I had been asked, specifically, to say something about cities I’d lived in and those questions are ones that I find troubling. I was born, not long before the Second World War, in the United States, where until the age of nine I lived in a succession of different towns and states, of which New York was the last, the place from which I left the country for good. I didn’t know at the time that we weren’t going back; and it was only later that it occurred to me that I’d spent the rest of my childhood in some sort of exile.

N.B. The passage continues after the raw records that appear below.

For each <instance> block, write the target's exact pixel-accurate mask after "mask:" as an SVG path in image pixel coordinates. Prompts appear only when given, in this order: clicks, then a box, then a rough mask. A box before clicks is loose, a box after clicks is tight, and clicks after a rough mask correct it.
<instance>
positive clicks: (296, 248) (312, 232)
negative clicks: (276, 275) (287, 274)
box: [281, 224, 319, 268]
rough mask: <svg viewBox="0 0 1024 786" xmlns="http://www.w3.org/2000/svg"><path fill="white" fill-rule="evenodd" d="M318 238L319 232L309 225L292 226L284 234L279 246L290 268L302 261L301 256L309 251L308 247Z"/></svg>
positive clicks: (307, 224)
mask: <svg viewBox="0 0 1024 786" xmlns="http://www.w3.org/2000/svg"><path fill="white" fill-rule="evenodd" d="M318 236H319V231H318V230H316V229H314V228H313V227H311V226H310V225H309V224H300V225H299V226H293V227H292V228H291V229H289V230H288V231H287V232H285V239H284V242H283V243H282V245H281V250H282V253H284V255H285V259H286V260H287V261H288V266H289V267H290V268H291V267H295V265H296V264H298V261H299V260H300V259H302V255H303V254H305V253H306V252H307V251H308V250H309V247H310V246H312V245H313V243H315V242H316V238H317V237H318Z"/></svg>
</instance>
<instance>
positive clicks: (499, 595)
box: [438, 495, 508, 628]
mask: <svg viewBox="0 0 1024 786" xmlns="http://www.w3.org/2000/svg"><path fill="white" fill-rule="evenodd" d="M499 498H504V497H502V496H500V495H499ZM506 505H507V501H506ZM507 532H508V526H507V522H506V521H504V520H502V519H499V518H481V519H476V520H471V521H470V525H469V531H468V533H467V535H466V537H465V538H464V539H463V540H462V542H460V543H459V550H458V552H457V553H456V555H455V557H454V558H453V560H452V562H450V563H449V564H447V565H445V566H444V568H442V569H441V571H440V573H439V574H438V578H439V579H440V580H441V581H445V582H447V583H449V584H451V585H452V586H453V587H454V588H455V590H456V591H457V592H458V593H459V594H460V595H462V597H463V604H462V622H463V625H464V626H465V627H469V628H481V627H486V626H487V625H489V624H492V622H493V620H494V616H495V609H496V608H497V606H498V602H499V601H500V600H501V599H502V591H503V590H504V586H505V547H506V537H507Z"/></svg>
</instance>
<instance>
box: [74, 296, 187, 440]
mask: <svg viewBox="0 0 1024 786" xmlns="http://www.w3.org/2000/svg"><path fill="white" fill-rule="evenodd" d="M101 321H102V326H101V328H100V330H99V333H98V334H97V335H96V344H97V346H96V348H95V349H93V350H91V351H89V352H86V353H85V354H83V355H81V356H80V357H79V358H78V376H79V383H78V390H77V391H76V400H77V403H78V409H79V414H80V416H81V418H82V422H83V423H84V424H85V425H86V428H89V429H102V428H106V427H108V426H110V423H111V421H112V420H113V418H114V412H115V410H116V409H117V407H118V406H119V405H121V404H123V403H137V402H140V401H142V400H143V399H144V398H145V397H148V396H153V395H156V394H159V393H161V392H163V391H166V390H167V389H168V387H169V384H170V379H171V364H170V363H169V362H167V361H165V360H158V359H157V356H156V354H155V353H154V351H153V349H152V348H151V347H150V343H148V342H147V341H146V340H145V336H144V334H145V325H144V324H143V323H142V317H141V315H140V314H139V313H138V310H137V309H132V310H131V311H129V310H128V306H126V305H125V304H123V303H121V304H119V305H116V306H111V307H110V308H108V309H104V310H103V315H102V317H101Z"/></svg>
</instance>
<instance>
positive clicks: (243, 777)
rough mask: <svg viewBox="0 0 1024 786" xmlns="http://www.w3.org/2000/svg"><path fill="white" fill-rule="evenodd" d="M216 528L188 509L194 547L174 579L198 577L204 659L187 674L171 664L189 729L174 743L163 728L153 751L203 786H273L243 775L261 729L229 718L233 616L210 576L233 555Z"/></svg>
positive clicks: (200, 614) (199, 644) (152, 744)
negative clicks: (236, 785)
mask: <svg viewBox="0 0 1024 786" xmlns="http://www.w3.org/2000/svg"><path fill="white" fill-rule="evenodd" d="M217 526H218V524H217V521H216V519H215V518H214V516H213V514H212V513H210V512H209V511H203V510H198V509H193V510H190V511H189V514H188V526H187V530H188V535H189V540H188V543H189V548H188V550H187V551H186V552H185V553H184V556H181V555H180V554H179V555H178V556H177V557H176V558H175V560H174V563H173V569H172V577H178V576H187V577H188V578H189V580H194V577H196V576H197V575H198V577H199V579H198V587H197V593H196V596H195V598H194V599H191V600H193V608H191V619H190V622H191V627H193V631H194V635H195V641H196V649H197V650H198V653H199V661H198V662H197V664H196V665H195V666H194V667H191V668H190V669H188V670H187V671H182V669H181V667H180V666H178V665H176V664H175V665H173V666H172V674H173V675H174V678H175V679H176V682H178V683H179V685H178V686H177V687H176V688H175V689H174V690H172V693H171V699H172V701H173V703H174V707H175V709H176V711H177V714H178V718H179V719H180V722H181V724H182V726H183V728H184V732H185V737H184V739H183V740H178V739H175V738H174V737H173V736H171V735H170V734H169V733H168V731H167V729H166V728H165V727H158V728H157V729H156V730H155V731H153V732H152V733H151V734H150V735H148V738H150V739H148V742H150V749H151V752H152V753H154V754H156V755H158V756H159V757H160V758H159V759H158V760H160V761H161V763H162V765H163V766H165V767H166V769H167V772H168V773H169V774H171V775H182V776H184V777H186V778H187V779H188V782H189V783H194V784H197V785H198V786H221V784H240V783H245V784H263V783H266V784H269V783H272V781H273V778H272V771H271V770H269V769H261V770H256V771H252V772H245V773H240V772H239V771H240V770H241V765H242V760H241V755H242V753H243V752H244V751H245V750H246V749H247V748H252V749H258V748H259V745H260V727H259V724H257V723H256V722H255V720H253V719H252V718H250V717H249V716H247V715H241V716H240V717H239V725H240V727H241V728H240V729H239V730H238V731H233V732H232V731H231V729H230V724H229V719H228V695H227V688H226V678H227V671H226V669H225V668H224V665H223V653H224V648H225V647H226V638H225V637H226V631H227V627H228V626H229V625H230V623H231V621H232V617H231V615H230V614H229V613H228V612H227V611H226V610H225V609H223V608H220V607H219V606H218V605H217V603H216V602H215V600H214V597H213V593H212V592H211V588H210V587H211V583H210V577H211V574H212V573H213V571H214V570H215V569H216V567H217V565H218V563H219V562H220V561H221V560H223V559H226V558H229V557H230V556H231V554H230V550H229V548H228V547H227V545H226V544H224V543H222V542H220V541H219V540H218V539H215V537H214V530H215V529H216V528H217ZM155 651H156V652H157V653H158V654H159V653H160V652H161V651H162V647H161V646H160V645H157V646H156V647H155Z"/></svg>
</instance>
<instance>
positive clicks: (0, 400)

We were moving – it was now the late Forties – to Europe. More particularly, we moved to Brussels: a dark, rainy, unfriendly, unseductive, unappealing, charmless city. At the time I wouldn’t have been able to say any of that. For one thing, I wouldn’t have been allowed to: Brussels was where we had to be and if I didn’t like it, it was because, my mother said, I was unwilling to make the effort. David Reisman perhaps would have been pleased with me. I found it all very difficult. Again, we moved often. Not that it mattered: I don’t remember knowing the neighbours or playing with the children next-door or downstairs, as everyone did in the States. There was a tennis club to which families like mine belonged but very few places where one could detach oneself from one’s family. I missed the comic books (missed them all the more for not having been allowed to read them), the roller-skating rink in Central Park, the Lexington Avenue drug stores, the Hershey bars and Hamburger Heaven: all important markers of a New York child’s place in the world and signifiers, too, of a world in which there was much to desire. Belgian children ate the same serious chocolate as their mothers and fathers ate and didn’t have places of their own to go to: they stayed close to their parents and wherever they went walked behind them like the Duke of Edinburgh behind the Queen.